# How do I set Nikon D50 to long exposure?



## mhafweet (Mar 12, 2009)

I'm feeling majorly stupid right now because I bought a used D50 from Canada and the seller neglected to tell me that ALL the paperwork, including the manual... is all in French. So basically I have no idea how to do anything with my camera. 

I'm trying to take a long exposure but have no idea how to set the camera up to do such a trivial thing.  I've gotten to the point where I understand that I'm supposed to turn the dial to the M. What next?

And if you could tell me what the buttons I'm supposed to be pressing look like, that would be helpful too.


----------



## nikonguy (Mar 12, 2009)

long exposures have to do slow shutter speed...  however, even if your manual was in english, i dont think it would tell you how to do that...

http://www.nikonusa.com/pdf/manuals/dslr/D50_en.pdf


----------



## mhafweet (Mar 12, 2009)

You're right. The manual is basically useless. 

So how do I do it?

Do you have to have a remote in order to take a long exposure?


----------



## nikonguy (Mar 12, 2009)

you need a tripod because you cant have the camera move.. a remote would be helpful, but the cameras built in timer is fine to... to take a photo with a long exposure, there are 2 ways you can do it.. 1 is put your shutter speed on "bulb" what this does is allows you to hold down on the shutter release to open it,  and then when you let it go, (5-10-30 seconds later.. whatever time frame you want) the shutter closes again... bulb mode really requires a remote... because if your in bulb and you use your hand, your pretty much going to get camera shake, whether your on a tripod or not.

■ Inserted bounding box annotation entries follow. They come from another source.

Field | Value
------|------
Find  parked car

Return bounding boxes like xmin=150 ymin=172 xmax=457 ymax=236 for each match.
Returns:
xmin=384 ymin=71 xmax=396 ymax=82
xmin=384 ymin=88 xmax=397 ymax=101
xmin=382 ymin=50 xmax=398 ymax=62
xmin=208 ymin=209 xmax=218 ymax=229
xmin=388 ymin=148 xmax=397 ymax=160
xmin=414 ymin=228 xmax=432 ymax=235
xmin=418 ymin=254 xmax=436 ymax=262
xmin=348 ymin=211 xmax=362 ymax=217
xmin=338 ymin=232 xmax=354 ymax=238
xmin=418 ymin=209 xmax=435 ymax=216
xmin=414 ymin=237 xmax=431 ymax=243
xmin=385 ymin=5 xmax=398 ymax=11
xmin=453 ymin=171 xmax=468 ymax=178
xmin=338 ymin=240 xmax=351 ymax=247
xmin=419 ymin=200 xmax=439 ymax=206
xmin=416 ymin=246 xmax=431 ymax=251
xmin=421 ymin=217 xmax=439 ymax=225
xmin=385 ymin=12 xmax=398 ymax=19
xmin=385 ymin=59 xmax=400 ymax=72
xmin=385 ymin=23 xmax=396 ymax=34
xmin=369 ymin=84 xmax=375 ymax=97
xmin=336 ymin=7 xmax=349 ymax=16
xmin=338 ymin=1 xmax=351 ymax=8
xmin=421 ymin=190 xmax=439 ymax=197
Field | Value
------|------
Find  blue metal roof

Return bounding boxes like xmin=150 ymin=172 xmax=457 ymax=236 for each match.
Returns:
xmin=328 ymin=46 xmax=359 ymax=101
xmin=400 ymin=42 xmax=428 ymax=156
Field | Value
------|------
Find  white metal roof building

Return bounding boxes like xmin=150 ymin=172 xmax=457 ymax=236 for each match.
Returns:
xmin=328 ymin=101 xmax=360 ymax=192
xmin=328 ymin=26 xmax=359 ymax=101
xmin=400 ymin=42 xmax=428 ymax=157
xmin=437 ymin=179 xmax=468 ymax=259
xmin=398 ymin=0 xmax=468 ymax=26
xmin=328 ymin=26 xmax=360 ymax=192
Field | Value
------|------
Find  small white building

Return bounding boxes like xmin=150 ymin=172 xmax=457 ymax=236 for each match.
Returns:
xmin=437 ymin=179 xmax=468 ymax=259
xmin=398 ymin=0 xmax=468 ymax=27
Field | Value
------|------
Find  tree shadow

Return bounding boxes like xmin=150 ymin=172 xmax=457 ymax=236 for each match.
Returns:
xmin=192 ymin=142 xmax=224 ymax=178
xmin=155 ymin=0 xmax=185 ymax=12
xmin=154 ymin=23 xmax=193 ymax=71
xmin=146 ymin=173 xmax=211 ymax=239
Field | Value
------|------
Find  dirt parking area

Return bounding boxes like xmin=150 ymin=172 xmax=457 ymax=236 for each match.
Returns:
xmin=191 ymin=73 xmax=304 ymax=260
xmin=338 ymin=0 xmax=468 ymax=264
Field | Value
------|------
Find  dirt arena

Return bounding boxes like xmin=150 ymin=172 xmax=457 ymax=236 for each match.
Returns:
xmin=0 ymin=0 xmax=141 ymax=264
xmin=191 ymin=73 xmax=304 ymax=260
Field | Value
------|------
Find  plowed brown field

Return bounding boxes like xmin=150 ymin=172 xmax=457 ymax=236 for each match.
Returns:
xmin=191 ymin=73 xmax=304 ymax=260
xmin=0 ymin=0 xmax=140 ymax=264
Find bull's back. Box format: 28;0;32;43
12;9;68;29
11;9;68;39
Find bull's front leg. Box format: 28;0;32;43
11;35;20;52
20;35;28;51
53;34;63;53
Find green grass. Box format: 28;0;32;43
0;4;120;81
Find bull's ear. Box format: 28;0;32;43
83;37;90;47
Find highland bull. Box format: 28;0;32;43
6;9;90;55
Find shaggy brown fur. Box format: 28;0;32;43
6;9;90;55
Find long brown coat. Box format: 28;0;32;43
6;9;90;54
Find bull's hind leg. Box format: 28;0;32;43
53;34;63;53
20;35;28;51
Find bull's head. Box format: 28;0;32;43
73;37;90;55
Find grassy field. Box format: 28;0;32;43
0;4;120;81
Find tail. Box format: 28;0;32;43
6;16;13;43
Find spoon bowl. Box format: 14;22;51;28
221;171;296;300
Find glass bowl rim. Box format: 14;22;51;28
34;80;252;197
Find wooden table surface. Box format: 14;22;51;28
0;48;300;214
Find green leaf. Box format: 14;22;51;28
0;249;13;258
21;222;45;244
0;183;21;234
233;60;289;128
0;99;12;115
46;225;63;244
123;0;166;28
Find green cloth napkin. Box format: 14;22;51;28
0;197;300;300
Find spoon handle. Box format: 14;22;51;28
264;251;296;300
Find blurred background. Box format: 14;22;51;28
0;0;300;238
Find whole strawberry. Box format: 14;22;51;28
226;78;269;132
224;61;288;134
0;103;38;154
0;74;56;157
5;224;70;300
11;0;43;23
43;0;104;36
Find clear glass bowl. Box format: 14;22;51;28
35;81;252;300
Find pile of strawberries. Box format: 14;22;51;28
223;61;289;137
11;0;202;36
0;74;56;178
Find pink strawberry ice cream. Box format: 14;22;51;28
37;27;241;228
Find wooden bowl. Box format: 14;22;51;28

the other way is to just dial your shutter speed down.. 10 seconds, 30 seconds, whatever you want.. press the shutter, it opens, wait for it to close...


----------



## hossmaster (Mar 12, 2009)

the D50 doesn't have bulb mode


----------



## Jeffrey Byrnes (Mar 12, 2009)

mhafweet said:


> You're right. The manual is basically useless.
> 
> So how do I do it?
> 
> Do you have to have a remote in order to take a long exposure?



The remote for the camera does not allow you to use Bulb mode, Your manual should tell you how to change your shutter speed. You need to change your shutter speed in order to make a long exposure. Anything under 1/30 th is a longer exposure. Shooting under 1/30 (unless you have a VR lens) is hard to do without a tripod. Unless you adjust the ISO which will change the amount of light entering the camera. 

It is important you purchase this book:
1579908047 Magic Lantern Guide Camera Manual for Nikon D50 by Simon Stafford, - Softcover

Its about $20.00 and will go into detail about your camera and how to use it. Check youtube for video tutorials.


----------



## KvnO (Mar 12, 2009)

Or, you can download the manual for free.  Someone's already linked to it.


----------



## boogschd (Mar 20, 2009)

oh you mean this? 

http://www.visibledust.com/manuals/Nikon_D50.pdf

google helps


----------



## SrBiscuit (Mar 20, 2009)

hossmaster said:


> the D50 doesn't have bulb mode


 
is this true?

what a silly omission of a feature.


----------



## Arch (Mar 20, 2009)

hossmaster said:


> the D50 doesn't have bulb mode





SrBiscuit said:


> is this true?
> 
> what a silly omission of a feature.



um no... it isn't true, you certainly can set a D50 to bulb.


----------



## kundalini (Mar 20, 2009)

> um no... it isn't true, you certainly can set a D50 to bulb.


Absolutely.  See pages 45 & 46 of your *manual*.


----------



## SrBiscuit (Mar 20, 2009)

Arch said:


> um no... it isn't true, you certainly can set a D50 to bulb.


 

whew! i was gonna say.....


----------